Tendo sido já no hospital que o falecido FF pediu ao marido da testemunha para o representar no casamento porque não queria deixar “namorada, mas viúva”.
Este mesmo relato foi confirmado pelo co-R EE que explicou idêntico contexto em que aceitou o pedido do falecido FF.
As testemunhas RR e SS, amigos da R. BB e também do FF, o primeiro tendo afirmado que conhecia o FF já há mais de 30 anos, vieram confirmar a relação mantida entre os dois como casal, com os mesmos tendo mantido relacionamento.
Sem prejuízo de terem confirmado que nunca ouviram o falecido FF dizer que ia casar com a R. BB.
A testemunha SS confirmou ainda que a R. BB foi para cima para poder acompanhar o falecido FF, para isso tendo – segundo julga - metido baixa após as férias letivas do natal.
O acompanhamento da R. BB foi também confirmado pela testemunha QQ e por via indireta pelas demais testemunhas que foram visitar o falecido, na medida em que fizeram referências a ela lá estar. Veja-se o caso da testemunha TT, LL, ou mesmo da testemunha KK, referindo até que se sentiam a mais ou controlados quando estavam ao mesmo tempo que a R. BB.
Uma inexistente ou não desejada relação não era compatível com um acompanhamento próximo assim descrito. Não sendo verosímil que não fosse desejado pelo falecido FF. Mantendo a sua capacidade de tomar decisões e de escolher quem o visitaria ou não, com toda a facilidade transmitiria a vontade de não querer ser acompanhado pela R. BB. Seja ao pessoal hospitalar, seja às visitas e mesmo à testemunha KK em quem confiava, tal como o relato deste o evidenciou.
R. BB que também foi mencionada pela testemunha UU, casado com uma prima direita do FF e que o foram visitar no dia 23/01 pela tarde.

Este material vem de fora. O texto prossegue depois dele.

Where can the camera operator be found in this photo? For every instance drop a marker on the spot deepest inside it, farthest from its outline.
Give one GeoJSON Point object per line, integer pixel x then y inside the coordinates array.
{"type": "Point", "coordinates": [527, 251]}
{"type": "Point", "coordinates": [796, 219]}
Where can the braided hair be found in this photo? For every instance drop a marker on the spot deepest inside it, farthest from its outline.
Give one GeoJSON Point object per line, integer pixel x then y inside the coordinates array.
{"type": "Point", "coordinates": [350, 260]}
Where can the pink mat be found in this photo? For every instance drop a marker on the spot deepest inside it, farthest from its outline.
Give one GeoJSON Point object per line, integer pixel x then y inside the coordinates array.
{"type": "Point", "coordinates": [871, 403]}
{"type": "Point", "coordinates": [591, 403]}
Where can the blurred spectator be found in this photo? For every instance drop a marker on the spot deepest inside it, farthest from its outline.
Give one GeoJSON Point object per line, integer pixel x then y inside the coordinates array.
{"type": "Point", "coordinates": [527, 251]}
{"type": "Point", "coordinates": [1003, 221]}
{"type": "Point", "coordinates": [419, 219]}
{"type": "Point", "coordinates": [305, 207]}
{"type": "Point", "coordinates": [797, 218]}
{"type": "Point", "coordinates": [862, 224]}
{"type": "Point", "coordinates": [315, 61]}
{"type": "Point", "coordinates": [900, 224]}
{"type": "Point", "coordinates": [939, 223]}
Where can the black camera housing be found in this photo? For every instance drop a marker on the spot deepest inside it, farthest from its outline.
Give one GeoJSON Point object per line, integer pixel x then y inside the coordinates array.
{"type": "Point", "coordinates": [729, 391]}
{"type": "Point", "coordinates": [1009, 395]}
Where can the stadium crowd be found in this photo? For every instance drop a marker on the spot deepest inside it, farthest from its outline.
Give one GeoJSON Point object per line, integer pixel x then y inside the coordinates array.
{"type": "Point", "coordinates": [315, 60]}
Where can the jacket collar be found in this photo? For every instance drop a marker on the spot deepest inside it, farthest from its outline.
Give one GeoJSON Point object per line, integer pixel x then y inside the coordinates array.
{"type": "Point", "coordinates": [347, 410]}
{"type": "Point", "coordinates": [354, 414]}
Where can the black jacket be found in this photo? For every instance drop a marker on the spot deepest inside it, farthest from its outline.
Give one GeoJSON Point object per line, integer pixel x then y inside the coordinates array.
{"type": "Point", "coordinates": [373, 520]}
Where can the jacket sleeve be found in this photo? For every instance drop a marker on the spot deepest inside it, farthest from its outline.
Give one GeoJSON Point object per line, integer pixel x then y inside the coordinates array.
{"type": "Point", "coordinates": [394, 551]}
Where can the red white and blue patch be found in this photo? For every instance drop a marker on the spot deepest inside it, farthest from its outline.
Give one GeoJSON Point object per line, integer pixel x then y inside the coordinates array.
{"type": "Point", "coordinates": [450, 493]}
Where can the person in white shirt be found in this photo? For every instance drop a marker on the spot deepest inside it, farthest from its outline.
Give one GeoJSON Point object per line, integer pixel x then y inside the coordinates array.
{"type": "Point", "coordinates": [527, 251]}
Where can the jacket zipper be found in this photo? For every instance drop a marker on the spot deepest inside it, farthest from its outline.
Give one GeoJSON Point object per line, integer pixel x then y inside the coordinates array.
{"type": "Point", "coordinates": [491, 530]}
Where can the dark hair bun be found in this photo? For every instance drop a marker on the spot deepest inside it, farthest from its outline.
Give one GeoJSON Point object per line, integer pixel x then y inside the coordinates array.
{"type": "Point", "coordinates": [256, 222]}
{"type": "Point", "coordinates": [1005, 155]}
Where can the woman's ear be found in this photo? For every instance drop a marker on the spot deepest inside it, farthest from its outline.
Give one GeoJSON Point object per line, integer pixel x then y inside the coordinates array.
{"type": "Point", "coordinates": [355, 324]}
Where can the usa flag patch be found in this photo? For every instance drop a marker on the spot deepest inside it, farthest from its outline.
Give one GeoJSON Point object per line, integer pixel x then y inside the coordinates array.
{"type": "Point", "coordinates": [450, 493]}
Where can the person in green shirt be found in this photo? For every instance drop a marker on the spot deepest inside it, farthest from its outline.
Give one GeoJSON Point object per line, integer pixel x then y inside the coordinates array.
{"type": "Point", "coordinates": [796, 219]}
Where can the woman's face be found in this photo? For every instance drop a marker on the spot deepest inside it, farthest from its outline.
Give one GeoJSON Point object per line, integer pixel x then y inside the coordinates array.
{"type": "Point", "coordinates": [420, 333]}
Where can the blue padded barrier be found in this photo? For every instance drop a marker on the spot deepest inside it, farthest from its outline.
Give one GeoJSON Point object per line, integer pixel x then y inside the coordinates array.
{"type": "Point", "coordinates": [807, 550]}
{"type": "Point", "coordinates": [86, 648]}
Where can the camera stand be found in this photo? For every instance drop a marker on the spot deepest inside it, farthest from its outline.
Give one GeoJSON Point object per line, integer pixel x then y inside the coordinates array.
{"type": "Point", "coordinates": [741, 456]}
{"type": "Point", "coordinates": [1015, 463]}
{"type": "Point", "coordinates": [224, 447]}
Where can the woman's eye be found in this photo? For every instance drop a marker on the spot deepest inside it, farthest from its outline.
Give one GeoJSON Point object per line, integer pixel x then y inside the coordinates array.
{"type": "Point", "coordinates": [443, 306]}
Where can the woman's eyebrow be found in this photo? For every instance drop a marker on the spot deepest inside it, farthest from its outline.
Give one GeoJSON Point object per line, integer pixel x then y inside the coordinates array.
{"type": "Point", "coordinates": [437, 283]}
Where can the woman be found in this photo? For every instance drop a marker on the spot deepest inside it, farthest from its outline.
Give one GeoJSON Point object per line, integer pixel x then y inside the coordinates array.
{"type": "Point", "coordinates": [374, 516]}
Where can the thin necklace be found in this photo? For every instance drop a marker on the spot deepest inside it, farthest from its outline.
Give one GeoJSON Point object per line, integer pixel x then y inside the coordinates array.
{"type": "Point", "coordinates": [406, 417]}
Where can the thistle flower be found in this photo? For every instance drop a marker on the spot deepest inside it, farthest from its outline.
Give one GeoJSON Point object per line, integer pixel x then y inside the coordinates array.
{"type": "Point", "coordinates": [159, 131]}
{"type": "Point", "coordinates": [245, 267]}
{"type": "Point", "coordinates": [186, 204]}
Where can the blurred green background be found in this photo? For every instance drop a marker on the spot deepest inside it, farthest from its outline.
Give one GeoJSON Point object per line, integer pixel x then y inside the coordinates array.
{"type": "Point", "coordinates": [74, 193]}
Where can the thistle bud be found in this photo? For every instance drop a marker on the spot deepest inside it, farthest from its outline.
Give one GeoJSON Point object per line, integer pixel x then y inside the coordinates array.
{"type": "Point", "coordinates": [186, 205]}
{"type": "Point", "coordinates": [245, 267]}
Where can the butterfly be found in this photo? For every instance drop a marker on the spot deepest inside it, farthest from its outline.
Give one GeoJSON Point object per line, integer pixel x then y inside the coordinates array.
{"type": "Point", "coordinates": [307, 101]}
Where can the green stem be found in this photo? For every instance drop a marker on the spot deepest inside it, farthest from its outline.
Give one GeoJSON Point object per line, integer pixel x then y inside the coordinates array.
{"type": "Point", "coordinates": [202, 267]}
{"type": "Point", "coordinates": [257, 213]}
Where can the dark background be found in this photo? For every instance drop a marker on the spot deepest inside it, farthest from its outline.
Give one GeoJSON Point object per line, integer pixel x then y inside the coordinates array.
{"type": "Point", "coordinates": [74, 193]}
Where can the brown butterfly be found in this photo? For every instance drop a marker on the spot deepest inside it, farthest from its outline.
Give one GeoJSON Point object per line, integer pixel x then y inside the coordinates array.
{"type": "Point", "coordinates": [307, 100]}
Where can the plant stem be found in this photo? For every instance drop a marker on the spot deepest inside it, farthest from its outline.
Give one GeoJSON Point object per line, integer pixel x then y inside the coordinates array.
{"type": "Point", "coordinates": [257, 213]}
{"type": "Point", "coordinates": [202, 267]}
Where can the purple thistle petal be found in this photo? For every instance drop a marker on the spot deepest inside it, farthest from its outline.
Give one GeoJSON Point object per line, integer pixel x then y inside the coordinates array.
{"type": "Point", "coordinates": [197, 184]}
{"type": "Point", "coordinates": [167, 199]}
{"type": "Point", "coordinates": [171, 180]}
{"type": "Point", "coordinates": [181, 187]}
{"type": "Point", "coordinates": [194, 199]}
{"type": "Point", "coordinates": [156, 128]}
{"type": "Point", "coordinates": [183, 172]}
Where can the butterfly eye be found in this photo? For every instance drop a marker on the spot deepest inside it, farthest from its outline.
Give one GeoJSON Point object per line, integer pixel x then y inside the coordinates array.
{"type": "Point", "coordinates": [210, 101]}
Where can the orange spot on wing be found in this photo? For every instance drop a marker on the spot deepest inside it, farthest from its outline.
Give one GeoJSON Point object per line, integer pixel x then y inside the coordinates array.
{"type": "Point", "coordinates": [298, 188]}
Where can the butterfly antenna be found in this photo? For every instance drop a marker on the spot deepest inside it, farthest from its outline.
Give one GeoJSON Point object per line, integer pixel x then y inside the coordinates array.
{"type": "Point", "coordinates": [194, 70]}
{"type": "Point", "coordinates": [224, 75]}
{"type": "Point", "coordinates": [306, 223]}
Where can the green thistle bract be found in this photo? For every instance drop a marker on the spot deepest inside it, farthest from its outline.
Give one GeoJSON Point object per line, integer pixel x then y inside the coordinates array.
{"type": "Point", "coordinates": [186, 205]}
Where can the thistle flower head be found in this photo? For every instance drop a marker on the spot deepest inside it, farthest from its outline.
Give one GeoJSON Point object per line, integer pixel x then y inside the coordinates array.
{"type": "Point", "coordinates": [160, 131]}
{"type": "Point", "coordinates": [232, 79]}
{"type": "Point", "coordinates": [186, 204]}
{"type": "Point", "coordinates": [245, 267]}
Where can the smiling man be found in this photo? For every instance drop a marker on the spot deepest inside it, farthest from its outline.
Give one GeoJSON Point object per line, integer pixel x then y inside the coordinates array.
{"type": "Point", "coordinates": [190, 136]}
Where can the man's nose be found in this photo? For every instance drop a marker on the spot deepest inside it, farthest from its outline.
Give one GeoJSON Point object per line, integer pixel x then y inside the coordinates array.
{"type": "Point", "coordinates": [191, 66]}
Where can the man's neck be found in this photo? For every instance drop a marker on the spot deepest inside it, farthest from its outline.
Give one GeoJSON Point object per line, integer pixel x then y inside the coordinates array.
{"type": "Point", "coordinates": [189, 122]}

Tendo ali permanecido durante todo o horário das visitas desse dia.
Tendo esta testemunha relatado que quando telefonou de manhã para o IPO para perguntar se podia visitar o doente, ouviu dizer que a “acompanhante” não estava, face ao que insistiu e pediu para perguntar diretamente ao FF se o podia ir visitar, tendo ouvido este responder que viesse sim.
E tendo chegado à hora da visita afirmou que o FF manifestou alegria por os ver (ele e mulher) e conversaram.
No decurso da visita tiveram de sair a pedido do pessoal de enfermagem, tendo chegado no entretanto a R. BB, após o que entraram os 3 juntos e passado algum tempo saíram os 3 a pedido da BB. Após o que chegaram 2 Srs. que entraram e ali permaneceram por 20/30 minutos. E quando saíram a R. BB pediu à testemunha se ali podia ficar enquanto ia comer com o primo.
Embora não tenha identificado os 2 Srs., no contexto dos demais depoimentos e nomeadamente dos co-RR. EE e DD, conclui-se que se tratava destes dois co-RR.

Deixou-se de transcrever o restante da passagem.